TwitterStream - I randomly get garbage when accessing stream.Content

Feb 26, 2014 at 10:30 AM
Edited Feb 26, 2014 at 2:20 PM
Version 2.1.11.0

I've been trying to maintain a permanent connection to the streaming endpoint and while I've succeeded, I am still running into an issue.

I already handle all the stream stalls and disconnects / reconnects successfully.

The current problem is that, after a few hours of receiving tweets, i start getting "garbage" on the stream.Content property. You can still decipher a few parts of a tweet, but there seems to be some problem with the encoding / buffer or something.

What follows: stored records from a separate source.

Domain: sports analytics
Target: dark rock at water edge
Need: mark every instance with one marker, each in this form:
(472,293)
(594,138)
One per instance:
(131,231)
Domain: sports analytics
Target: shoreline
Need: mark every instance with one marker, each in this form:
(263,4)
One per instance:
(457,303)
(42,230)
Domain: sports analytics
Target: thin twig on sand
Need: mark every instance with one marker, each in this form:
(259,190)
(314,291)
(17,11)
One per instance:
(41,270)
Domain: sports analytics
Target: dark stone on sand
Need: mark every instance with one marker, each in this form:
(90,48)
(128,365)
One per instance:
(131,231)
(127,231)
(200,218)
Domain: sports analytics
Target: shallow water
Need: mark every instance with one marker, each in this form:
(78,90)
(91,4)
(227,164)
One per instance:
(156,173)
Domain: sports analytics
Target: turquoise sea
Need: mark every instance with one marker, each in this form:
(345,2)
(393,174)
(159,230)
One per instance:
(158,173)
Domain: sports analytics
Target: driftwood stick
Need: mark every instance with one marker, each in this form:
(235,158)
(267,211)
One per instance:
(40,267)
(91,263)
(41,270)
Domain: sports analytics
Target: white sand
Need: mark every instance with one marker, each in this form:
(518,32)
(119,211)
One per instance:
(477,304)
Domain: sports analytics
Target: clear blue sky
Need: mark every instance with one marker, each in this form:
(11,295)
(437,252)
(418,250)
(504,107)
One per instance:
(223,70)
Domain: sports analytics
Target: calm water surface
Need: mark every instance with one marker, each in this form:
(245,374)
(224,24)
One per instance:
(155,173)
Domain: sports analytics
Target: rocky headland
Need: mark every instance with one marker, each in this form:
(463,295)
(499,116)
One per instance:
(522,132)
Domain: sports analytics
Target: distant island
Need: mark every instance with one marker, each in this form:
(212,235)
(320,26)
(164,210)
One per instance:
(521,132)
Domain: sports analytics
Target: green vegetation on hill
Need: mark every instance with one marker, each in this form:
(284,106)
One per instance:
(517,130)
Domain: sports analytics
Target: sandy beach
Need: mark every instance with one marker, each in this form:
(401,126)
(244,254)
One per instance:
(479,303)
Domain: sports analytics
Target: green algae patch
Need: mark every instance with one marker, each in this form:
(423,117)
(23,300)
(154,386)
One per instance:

Here is an example from my logs table:
10:21 PM - Message that is not a tweet: tt543\u0648\u06terhtt5492687872","init"1tr":null,"in_reply_iheSqug.cFilgmin"w":339ihe Squg.cmin8d":533354ull,"ly_to_use533354ullmin87872","in 229str":null,"in_reply_Je021eNoujaimmin"w":339je021emedujaimmin8d"::fa340c \ly_to_use:fa340cmin87872","in9mes09}}]crat":"job ever. Al98humng ":"787c \ly_to_use45\u0humng ":"787cmin87872","in_bac99,"Jes_count":l":"http:\/\/pbs.twimg.com\at":"TuehB5Gh5IEAAlwjD/\/:{"hs_count":_image_url":"http:\/pbs.twimg.com\at":"TuehB5Gh5IEAAlwjD/\/:{"hg":null,"followites_cyAHPptegCtps""id":43698231600,"time_zone":"PyAHPptegCtps"303482,"id_str":"83034825084,"lang":"MrSedkyofile_use_bac98humf4n8om\7se:"en","contributors_enabled":false,"i\/\/pbs.twimg.com\/profile_background_imont,translatorgroom\/p40File_backgron_enablA2","profile_backgro19cone_backgron_enablat":false,"profile_baF6","e_backgron_ena}}]},"favorited":false,"retweities":{"hashtags":[{"text":"tbt","indices":[0,4]}],"symbols":[],"urls"arna
You can clearly see some stuff resembling tweet properties. These tweets replace normal tweets for a few hours and then I start getting back normal tweets again. But, since i keep getting something from the stream, there is no stall warning or disconnect. And I don't think I should disconnect and then reconnect the stream again to try and solve this. I have also not seen this problem anywhere.

Any ideas guys?

Piece of code (normal stuff):
try
            {
                (from stream in twitterContext.Streaming
                 where stream.Type == StreamingType.Filter &&
                     stream.Track == keywords
                 select stream)
                 .StreamingCallback(stream =>
                 {
                     try
                     {
                         this.m_lastCallbackTime = DateTime.UtcNow;
                         this.m_twitterStream = stream;
                         if (stream != null)
                         {
                             if (stream.Status == TwitterErrorStatus.RequestProcessingException)
                             {
                                 var webEx = stream.Error as WebException;
                                 if (webEx != null && webEx.Status == WebExceptionStatus.ConnectFailure)
                                 {
                                     Trace.TraceInformation(DateTime.UtcNow.ToShortTimeString() + " - Error: LinqToTwitter stream connection failure!");
                                     this.m_hadStreamFailure = true;
                                 }
                             }
                             else if (!string.IsNullOrEmpty(stream.Content))
                             {
                                 var tweet = stream.Content;
and so on...
I appreciate all your help with this issue. Thanks in advance ;)
Coordinator
Feb 26, 2014 at 4:03 PM
Feb 26, 2014 at 5:17 PM
Thanks Joe ;)
Mar 4, 2014 at 10:26 AM
Sorry to bother you again Joe.

The library's recent version was a significant improvement on those messed up tweets.
And although we stopped getting those for hours on straight, now we still receive 1 or 2 "bad" tweets every 10 minutes. It is significantly better and we can cope with this rate.
Nevertheless, just wanted to inform you on that. Initially I thought it was because of the volume we were getting (between 500 and 3000 per minute), but after inspecting the logs, the "bad" tweets almost never appear during the peak times. So I don't think there is a connection with that.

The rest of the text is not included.